そして当然のように妻だけではなく、輝利哉を始めとした子供達もまた父親の事を心配している筈だった。
「そうしろ。こっちの方はいつでも準備は出来ている。それこそ耀哉がその気なら今からすぐにでもな」
「いや、だから今すぐは無理なんだよ」
「それは分かってる。ただ、それでも問題はないというのを言いたかっただけだ」
この辺は組織の大きさの差があるだろう。
シャドウミラーは影響力という点では幾つもの世界に対して大きな影響力を持っているが、純粋な組織の規模となると……うん。国ですらない鬼殺隊と比べてもかなり小さい。
実際には量産型Wとかコバッタとかがいるし、1時間で2日間の休憩が出来る魔法球といった諸々があるのでどうにかなってはいるのだが。
とはいえ、組織が小さいことは悪い事ばかりではない。
今の例えのように、人数が少ないからこそフットワークの軽い者が多い。
耀哉に言ったように、もし本当に今から耀哉がホワイトスターに来るとなった場合、本当にすぐにでも治療と解呪は可能だ。
何しろレモンと木乃香の2人がいればいいのだから。
「そうだね。3日……いや、5日後にしよう。それだけの時間があれば、こちらの仕事も一段落するだろうしね」
「絶対だな? その時になって実はまだ行けないとか言い出したら、こっちも強引に連れていくぞ」
「分かった。そうならないように頑張るよ」
そう言い笑みを浮かべる耀哉。
少しでも仕事を進める必要があるというので、俺はその場を後にする事にする……前に、空間倉庫から幾つかお菓子を取り出す。
「これ、どら焼きだ。ただし普通のどら焼きじゃなくて、いわゆる生ドラって奴だな」
「……生ドラ? 何だい、それは?」
当然だが、耀哉は生ドラについて知らなかった。
「生クリームって知ってるか?」
「いや、知らないな」
あっさりと耀哉に言われてしまい、説明にちょっと困る。
生クリームって、具体的にいつくらいに日本に入ってきたんだ?
大正時代ならあってもおかしくはないと思うんだが。
「そうだな。西洋の……何て説明すればいいんだ? まぁ、西洋の甘味の1つだ。それを餡子と一緒にどら焼きに入れた奴だな」
初めて聞いた時は、生クリームと餡子が合うのか? と疑問に思ったが、実際に一口食べてみれば生クリームと餡子の相性は決して悪くない。
いや、それどころかお互いにいい場所を高め合うといった感じで、非常に美味かった覚えがある。
バター餡子トーストとかいうのもあるらしいし、意外と和洋折衷というのはいいらしい。
ただし、ウナギとゼリーを組み合わせたり、ゴーヤとクレープを組み合わせるのは禁止だが。
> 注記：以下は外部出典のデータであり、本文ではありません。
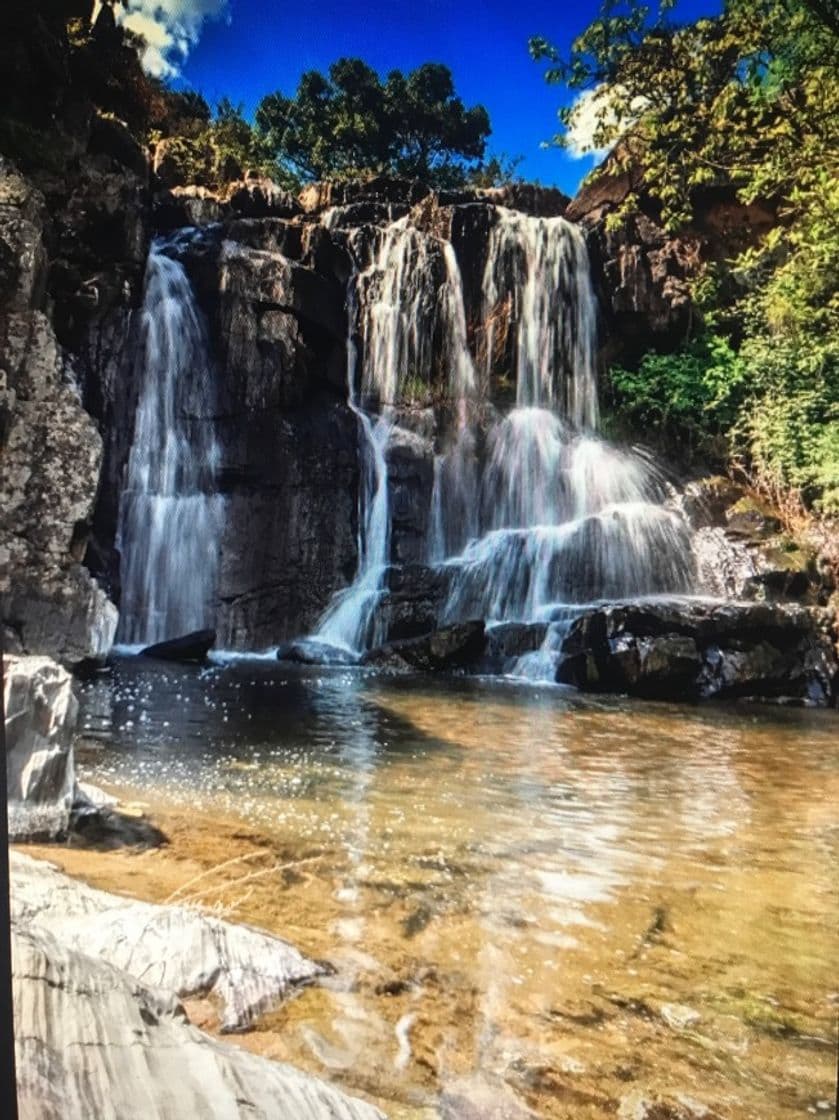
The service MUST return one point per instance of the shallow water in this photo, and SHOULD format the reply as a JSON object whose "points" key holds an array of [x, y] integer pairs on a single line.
{"points": [[533, 899]]}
「取りあえず……実際に食べてみれば分かるだろ。ほら、これだ」
包装紙を外し、耀哉に渡す。
例によって例の如く、この生ドラもペルソナ世界のスーパーのデザートコーナーで購入した物だ。
日本人が料理に向ける情熱というのは、本当にもの凄いものがあるよなとしみじみ思う。
「ありがとう。では……ほう、これは……」
一口食べて、生クリームと餡子のハーモニーを味わったのだろう、耀哉は嬉しい驚きに笑みを浮かべる。
「美味いだろう?」
「ああ、私もあまねから色々と珍しいものを食べさせて貰うことがあるけど、これは凄いね」
あまねが耀哉に色々ものを食べさせるのは、耀哉に少しでも食事をして欲しいからだろう。
耀哉は呪いのせいでどうしても食事量が減ってしまう。
そうして食欲が減れば、当然のように身体の健康にも悪影響が出てくる。
あまねとしては夫に呪いに抵抗して、少しでも長生きして欲しいと思うのは当然だろう。
だからこそ、あまねは珍しい料理、耀哉が興味深いと思える料理を用意したのだ。
当然だがそのような真似をするには、相応の金額が必要になるが……あまねの実家や、産屋敷家は結構な財産があるのだろう。
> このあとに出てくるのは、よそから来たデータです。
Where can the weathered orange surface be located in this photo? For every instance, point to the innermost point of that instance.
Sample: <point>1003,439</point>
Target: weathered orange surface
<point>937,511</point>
というか、そうでもなければ鬼殺隊を運営は出来ないだろうし。
これで政府公認の組織なら鬼殺隊にも補助金が出たりするのかもしれないが、政府非公認だしな。
とはいえ、鬼の件やその後始末の事を考えれば政府と全く繋がりがないという訳でもないのだろうが。
「じゃあ、生ドラは他にも幾つか置いていくぞ。あまねや子供達にも食べさせてやるといい。……ただし、生クリームは傷むのが早いから、出来るだけ早く食べてしまった方がいいぞ」
これが普通のどら焼きなら常温で保存してもそこまで問題がないのだが、生クリーム入りとなると、どうしても保存が厳しくなる。
冷蔵庫の類があればいいんだが、この時代にはまだそういうのはないしな。
あれ? ないよな?
確かTVか何かで昭和の三種の神器は洗濯機、TV、冷蔵庫とかやっていたのを見た記憶があるし。
まぁ、冷蔵庫がなくても氷室とかそういうのがあればどうにか出来るかもしれないけど。
「ああ、分かったよ。アクセル、私の家族にもありがとう」
「別にそこまで気にするような事じゃないけどな。それに……うん、耀哉だけが新しい甘味を食べたとなると、色々と不味いだろうし」
「不味い? 何がだい? 生ドラだったか。これは美味しいけど」
「いや、違う。いいか、結婚している耀哉に言うような事でもないかもしれないが、女というのは甘味に貪欲だ」
特にこの鬼滅世界においては、その傾向が強い。
これは単純にこの世界においてはあまり甘味が発展していなからというのが大きいのだろう。
これがホワイトスター……もしくはネギま世界やペルソナ世界、それ以外であっても一定以上の文明が発展している世界なら、生ドラを始めとしたケーキの類は食べたいと思えばスーパーやコンビニで普通に購入出来る。
しかし、この鬼滅世界では俺達が普通に食べている甘味の類は売っていない……以前にそもそも存在していない。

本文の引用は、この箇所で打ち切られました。